C’est l’un des projets les plus ambitieux de la décennie au Gabon, une prouesse d’ingénierie censée briser l’isolement historique de la capitale économique. Longue de 95 km et ponctuée par les ponts majestueux d’Ozouri et d’Olendé, la route Port-Gentil–Omboué, financée par la China Eximbank et bâtie par la CRBC, est pourtant aujourd’hui sous le feu des critiques. Si la section Forasol-Mbega est attendue pour mars 2026, l’enthousiasme des usagers laisse place à une inquiétude croissante.
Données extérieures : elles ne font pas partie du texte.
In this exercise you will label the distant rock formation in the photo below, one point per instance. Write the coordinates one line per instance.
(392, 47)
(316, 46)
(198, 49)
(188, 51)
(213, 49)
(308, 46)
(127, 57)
En cause : un défaut d’entretien prématuré qui voit la forêt équatoriale reprendre ses droits sur les accotements, transformant cette vitrine de la modernité en un périlleux corridor où la visibilité s’amenuise de jour en jour.Ce relâchement dans la maintenance préventive soulève des questions de fond sur la gouvernance des infrastructures après leur livraison. Alors que des investissements colossaux ont été consentis, l’absence de débroussaillage et le manque de suivi technique menacent de dégrader l’ouvrage bien avant son achèvement complet. Les regards se tournent désormais vers l’appareil administratif : du Fonds d’entretien routier aux directions provinciales de l’Ogooué-Maritime, l’inertie des services compétents suscite l’incompréhension. Dans un pays où la sécurité routière est un enjeu de santé publique, laisser une infrastructure aussi stratégique à l’abandon végétal relève d’une gestion court-termiste qui pourrait coûter cher, tant sur le plan financier qu’humain.Face à ce constat, l’interrogation est sur toutes les lèvres : le salut de la route passera-t-il, une fois de plus, par un arbitrage direct de la Présidence ?
Si la mobilisation du Chef de l’État, Brice Clotaire Oligui Nguema, sur les grands dossiers de développement est constante, cette défaillance locale souligne l’urgence d’une responsabilisation des échelons intermédiaires et des conseils départementaux de Bendjé et d’Etimboué. Pour que ce trait d’union terrestre ne devienne pas le théâtre d’une « catastrophe annoncée », le Gabon doit impérativement transformer sa culture de la construction en une culture de la durabilité. L’enjeu est de taille : prouver que le pays est capable non seulement de bâtir des géants de bitume, mais surtout de les faire vivre.